— Нет! Ради Бога! Только не это! Не хочу!
— В следующий миг он уже положил трубку. Знаешь, Юлька! Я испытал райское наслаждение, когда разговор закончился. Я. снова почувствовал себя счастливым человеком. И фиг с ним, что живем скудновато, зато не дышу под одной крышей с той семейкой. Никому из них не должен и ничем не обязан. И пусть меня отморозки разнесут в куски, но я никогда не суну свою башку в петлю такого родства, где все человеческое попрано копытами, а души и сердца нет ни у кого. Там главное деньги! Ведь вот знаешь, Юленька, моя Надюха за всю жизнь не носила никаких украшений, даже дешевого кольца не купили. А тут Юрий Михайлович хотел ей подарить из Елениных украшений, сестра наотрез отказалась принять. Сказала, что будет чувствовать себя виноватой перед покойницей. Да и ни к чему ей украшения, какие не признает. Поверишь, Михалыч онемел от изумления. Он считал, будто все бабы падки на побрякушки, да ошибся. Надюха его мозги в другую сторону развернула, заставила себя уважать. И ты молодчина! Не пошла работать к Вадиму Евгеньевичу, хотя звал, деньгами заманивал, да облом получил, козел! Мне кажется, не сойдет ему даром та шкода. Наколет его Михалыч. Не сам, ребята его, дружбаны. Он запрещал ему тебя обижать, а он не послушал. А Юрий Михайлович, как я понял, проколов не прощает.
— А мне кажется, что они одинаковы! Иначе с чего кентуются и называют друг друга корешами? — словно ушат холодной воды вылила на голову Мишке. Тот сразу сник, сжался в комок, поскучнел и попросил по-детски пискляво:
— Юлька, ну расскажи какую-нибудь сказку. Из бабкиных. А то совсем холодно стало…
Они долго сидели, прижавшись друг к другу.
Юлька за всеми своими заморочками так и не позвонила Аннушке и та, прождав несколько дней, решила поступить так, как сама посчитала нужным. Собственно в ее решении не было ничего удивительного.
Через дом от Аннушки уже много лет подряд жила семья Спиридона, сам хозяин и две дочери. Хозяин давно овдовел. Жена его почти всю жизнь хворала. То головные боли допекали, то болезни по женской части одолевали женщину Мужик много раз возил ее в город, показывал врачам, те, осмотрев бабу, говорили как всегда, что она здорова и симулирует болячки, каких у нее в помине нет. Так это или нет, но после одного из таких осмотров она умерла прямо в телеге, на какой вместе с мужем возвращалась в Сосновку из города.
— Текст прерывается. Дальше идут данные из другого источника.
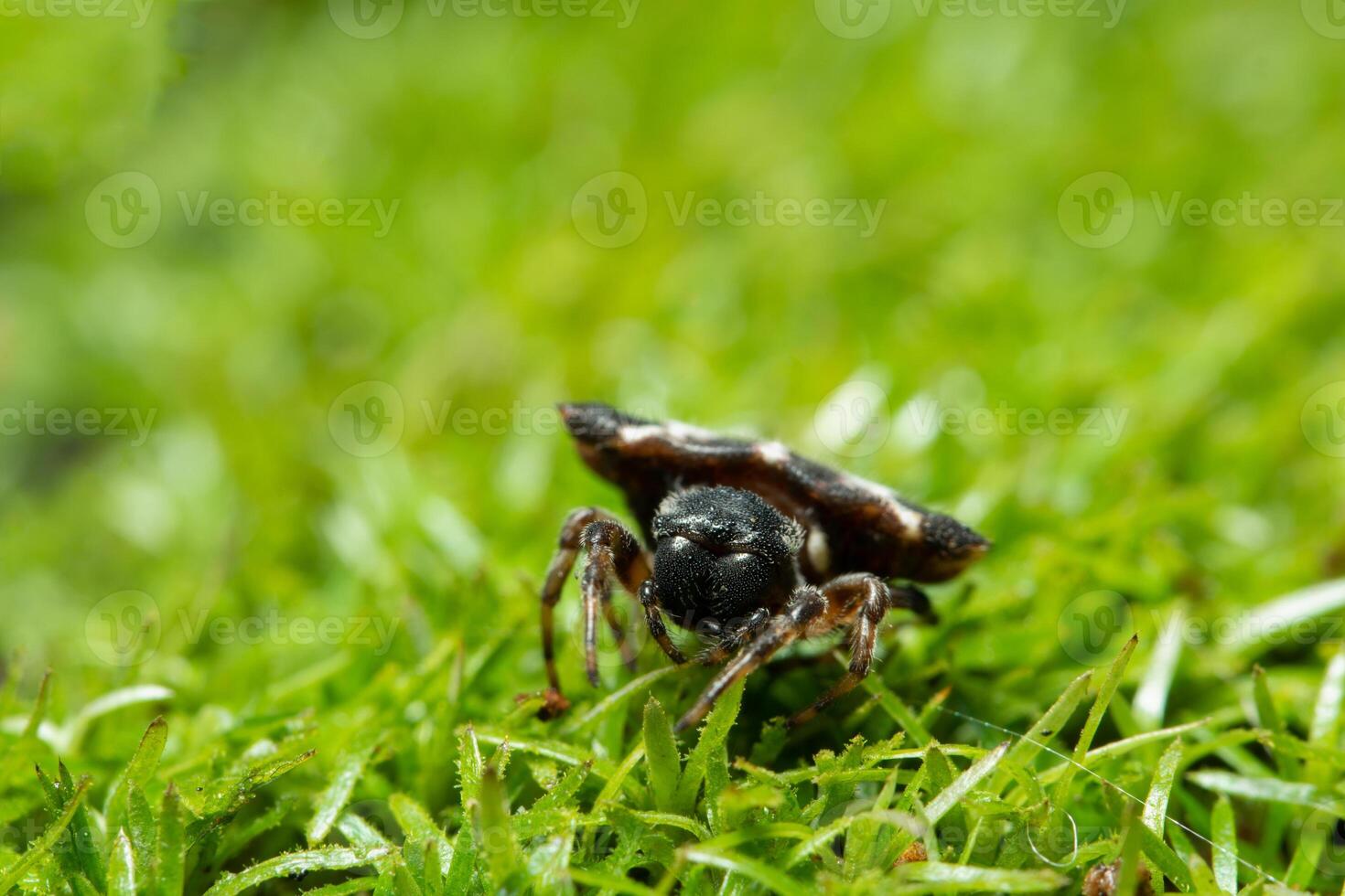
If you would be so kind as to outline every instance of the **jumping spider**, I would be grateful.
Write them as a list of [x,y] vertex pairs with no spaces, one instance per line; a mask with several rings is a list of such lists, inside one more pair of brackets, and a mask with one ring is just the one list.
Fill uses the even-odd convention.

Две дочери Спиридона не были бездельницами и сами стали управляться по дому, с хозяйством, огородом и садом. Росли они тихо, незаметно, их не склоняла деревенская молва, обходили досужие сплетни этот дом и семью. Да и что о них скажешь, если с раннего утра и до поздней ночи у всех троих лоб был в поту. Девчонки, едва закончив деревенскую восьмилетку, забыли дорогу в науку, никогда не брали в руки книги, даже в кино не ходили, не до него. Лишь на Рождество Христово и на Пасху Господнюю переводили дух от нескончаемых дел. И тогда старшая дочь Любаша шла к подругам, веселилась вместе с деревенскими, а младшая Клавдия не знала веселья, робела и никуда не ходила даже на праздники. Клавдия была молчуньей, очень стеснительной, ни с кем не дружила и не общалась. Во всем беспрекословно слушалась отца, никогда с ним не спорила и не ругалась.
Когда ее старшую сестру взяли замуж, Клавдия не радовалась и не огорчалась. Пожелала сестре здоровья, счастья и добра. Ей на Любашиной свадьбе намекали парни, что не прочь взять в жены Клавку, но девка ни разу не вышла на свидание. Не обращала внимание на ребят и подруг не имела.
Сам Спиридон был отменным пчеловодом. У него было несколько десятков своих ульев, над какими человек дрожал. Он не просто заботился, пчелам он отдавал все свое время и силы. Иные деревенские считали этого мужика сдвинутым, потому что он разговаривал с пчелами как с людьми, даже песни им пел тихие, такие над колыбелью детям пели. Удивляло сосновцев в этом человеке многое. Он не пил как все, до усеру, лишь после баньки пропустит стаканчик медовухи, на том и все. После смерти жены прошли годы, а мужик не смотрел на баб, ни к одной не свернул в потемках, никому робкого намека не дал, словно навсегда забыл, для чего на свете бабы имеются.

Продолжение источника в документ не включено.